Critics praised the open-ended and naturalistic design of the game's puzzle mechanics. Nicole Carpenter of Polygon noted the game's "appealing sense of ease" oriented around "the joy and surprise of discovery", stating "instead of stressing out or getting stuck on an idea, I simply move along and keep searching the world". Writing for The Guardian, Sarah Maria Griffin stated "to categorise this as a point-and-click adventure, or an exploration game, or a puzzle game feels wrong, though it incorporates elements of all three genres while subverting them at every turn". Several reviewers also favorably compared the design of the game to point-and-click adventure games from Sierra, including the Police Quest and Leisure Suit Larry series.
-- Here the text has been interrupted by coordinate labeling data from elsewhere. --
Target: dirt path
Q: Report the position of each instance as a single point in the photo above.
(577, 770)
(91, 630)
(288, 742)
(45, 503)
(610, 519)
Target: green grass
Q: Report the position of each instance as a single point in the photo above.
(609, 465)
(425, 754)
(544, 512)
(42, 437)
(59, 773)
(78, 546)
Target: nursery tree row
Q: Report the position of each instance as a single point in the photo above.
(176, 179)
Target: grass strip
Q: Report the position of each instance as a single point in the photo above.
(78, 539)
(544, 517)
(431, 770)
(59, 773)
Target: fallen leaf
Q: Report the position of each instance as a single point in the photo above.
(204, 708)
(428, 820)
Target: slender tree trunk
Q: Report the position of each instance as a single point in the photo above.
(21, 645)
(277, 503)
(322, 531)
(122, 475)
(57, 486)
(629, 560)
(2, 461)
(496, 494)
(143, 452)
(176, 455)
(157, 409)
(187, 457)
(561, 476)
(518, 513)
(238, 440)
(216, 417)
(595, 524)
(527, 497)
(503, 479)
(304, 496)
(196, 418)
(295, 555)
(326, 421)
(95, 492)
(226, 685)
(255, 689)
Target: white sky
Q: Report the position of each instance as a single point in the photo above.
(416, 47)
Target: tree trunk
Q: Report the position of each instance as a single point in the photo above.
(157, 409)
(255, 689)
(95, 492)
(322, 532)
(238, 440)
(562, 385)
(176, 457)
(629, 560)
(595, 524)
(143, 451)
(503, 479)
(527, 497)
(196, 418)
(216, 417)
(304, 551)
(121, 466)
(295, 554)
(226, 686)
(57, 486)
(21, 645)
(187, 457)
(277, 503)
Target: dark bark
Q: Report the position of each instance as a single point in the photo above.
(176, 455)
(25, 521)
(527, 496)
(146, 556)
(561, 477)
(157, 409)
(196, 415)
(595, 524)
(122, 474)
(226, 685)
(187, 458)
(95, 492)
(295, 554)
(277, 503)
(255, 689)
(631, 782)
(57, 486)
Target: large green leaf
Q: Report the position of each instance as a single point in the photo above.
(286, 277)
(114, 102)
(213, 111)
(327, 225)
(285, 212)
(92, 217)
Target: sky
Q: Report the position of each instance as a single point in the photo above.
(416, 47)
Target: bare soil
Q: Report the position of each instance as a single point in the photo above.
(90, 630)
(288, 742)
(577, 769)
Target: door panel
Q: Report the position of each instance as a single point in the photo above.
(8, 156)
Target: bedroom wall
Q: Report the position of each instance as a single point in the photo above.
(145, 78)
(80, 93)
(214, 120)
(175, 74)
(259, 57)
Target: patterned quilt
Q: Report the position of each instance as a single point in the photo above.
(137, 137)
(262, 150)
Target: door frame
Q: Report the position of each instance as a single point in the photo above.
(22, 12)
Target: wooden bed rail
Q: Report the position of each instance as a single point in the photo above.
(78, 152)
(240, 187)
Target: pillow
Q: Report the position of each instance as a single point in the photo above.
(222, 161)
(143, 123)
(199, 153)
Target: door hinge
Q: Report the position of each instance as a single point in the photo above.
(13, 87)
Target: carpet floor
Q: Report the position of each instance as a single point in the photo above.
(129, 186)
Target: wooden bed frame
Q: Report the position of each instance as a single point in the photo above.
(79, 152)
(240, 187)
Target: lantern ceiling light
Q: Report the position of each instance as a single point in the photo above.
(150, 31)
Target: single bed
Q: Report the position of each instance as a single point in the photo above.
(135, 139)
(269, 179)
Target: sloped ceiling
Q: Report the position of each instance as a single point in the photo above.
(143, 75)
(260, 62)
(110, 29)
Several reviewers praised the game's interactivity and detail in its variety of items, secrets and minigames. Sarah Maria Griffin of The Guardian wrote that the "many tiny comics and zines that are a joy to browse through", and praised the game's minigames as "purposeful and even occasionally poetic in their execution". Shaun Roopra of Thumbsticks praised the game as "full of surprises", writing "it's a game that clearly understands the tactile beauty of the interactive medium", highlighting he was "shocked at the variety" of the "inventive and fun" minigames. Games Asylum wrote that "finding objects and digging through the world is satisfying as you unlock new and bigger areas", expressing surprise at "how detailed, involved and large the world was." John Walker of Buried Treasure stated "so much has been poured into this, every tiny crack packed with details and extras. The sheer number of computer games to find and play, some dreadful, some pretty decent, is bewildering."

=== Accolades ===

Tux and Fanny received the 'Most Amazing' award at the Berlin A MAZE Festival in 2022, with panel member Ida Hartmann describing the game as "utterly unique and strange experience in a universe that keeps on giving" and praising the game for its "creativity and playfulness with its poetic and meaningful micro-games, imaginative, explorative visuals and weird personal stories". The game was also a nominee for the 'Excellence in Narrative' and 'Nuovo Award' categories at the 2022 Independent Games Festival.